I drop a kiss on her nose. “You are my hero, do you know that? What you did this afternoon was so brave, and I am so unbelievably proud to be your mother.”

She wraps her arms around my neck and squeezes, her curls tickling my ear. “Did Daddy really do that to the bad man’s daughter?”

My mind stutters back to Cam’s coerced confession, the heartlessness and money problems Sebastian dragged into the daylight, offenses that sometime in the past ten minutes I’ve already forgiven. There’s nothing like watching your firstborn daughter wielding a gun to illuminate the things that matter. Cam. The Bees. I can get past anything but losing one of them.

“I don’t know, baby. Maybe. But none of it matters without Bax. Let’s get him back first, and then we’ll think about how we fix our family.”

And I will fix this family. No matter what happens next, Cam and I will claw back the power Sebastian took from us when he stepped out of the shadows and forced his way into our home. Some things are impossible to put behind you, but this will not be one of them. If it’s the last thing I do, I will fix us.
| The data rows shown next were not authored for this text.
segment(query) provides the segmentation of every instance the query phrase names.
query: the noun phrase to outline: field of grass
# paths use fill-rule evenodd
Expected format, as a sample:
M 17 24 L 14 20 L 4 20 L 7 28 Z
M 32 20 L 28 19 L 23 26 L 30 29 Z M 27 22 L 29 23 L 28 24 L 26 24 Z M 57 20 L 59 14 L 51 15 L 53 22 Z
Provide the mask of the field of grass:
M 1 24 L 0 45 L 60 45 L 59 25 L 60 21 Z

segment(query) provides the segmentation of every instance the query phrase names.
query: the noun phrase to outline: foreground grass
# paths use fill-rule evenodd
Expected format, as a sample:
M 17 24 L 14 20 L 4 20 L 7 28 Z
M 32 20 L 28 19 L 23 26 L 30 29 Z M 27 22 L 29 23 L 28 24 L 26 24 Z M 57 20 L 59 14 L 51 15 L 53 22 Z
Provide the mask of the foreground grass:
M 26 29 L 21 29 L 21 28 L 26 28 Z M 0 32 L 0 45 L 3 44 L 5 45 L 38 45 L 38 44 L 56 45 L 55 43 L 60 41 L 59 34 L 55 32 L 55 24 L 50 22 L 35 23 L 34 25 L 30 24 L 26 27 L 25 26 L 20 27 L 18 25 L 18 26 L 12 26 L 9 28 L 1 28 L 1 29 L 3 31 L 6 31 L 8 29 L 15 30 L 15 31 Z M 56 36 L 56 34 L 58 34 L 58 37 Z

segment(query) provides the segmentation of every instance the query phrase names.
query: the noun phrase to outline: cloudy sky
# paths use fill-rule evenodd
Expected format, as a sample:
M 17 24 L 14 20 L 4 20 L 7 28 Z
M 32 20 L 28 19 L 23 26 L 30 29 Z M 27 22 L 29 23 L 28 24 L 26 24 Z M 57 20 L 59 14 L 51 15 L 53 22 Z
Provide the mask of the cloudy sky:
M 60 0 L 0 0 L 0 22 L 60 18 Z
Suddenly, there’s commotion at the front door. A cluster of bodies emerging, big and small. Tanya’s kids, the Montgomery twins from down the street, Cam with a Baxter-sized body balanced on an arm. My heart stops, and I squint into the darkness, unable to move.

And then a small voice, soft and scratchy and as familiar as my own pulse, the most beautiful sound in the world: “Whoa. How come there are so many cops?”



S E B A S T I A N


Ten Minutes Earlier


No money. A bullet in my shoulder. The whole house shaking from the cops busting in downstairs. This wasn’t exactly how I planned for things to go.

And all because of that sneaky little Beatrix, wriggling out of her bindings not once, but two times. She looked so cute when I fixed them a snack. An adorable little Houdini in a pink polka-dot shirt. It’s why I underestimated her, because she reminded me so much of my Gigi.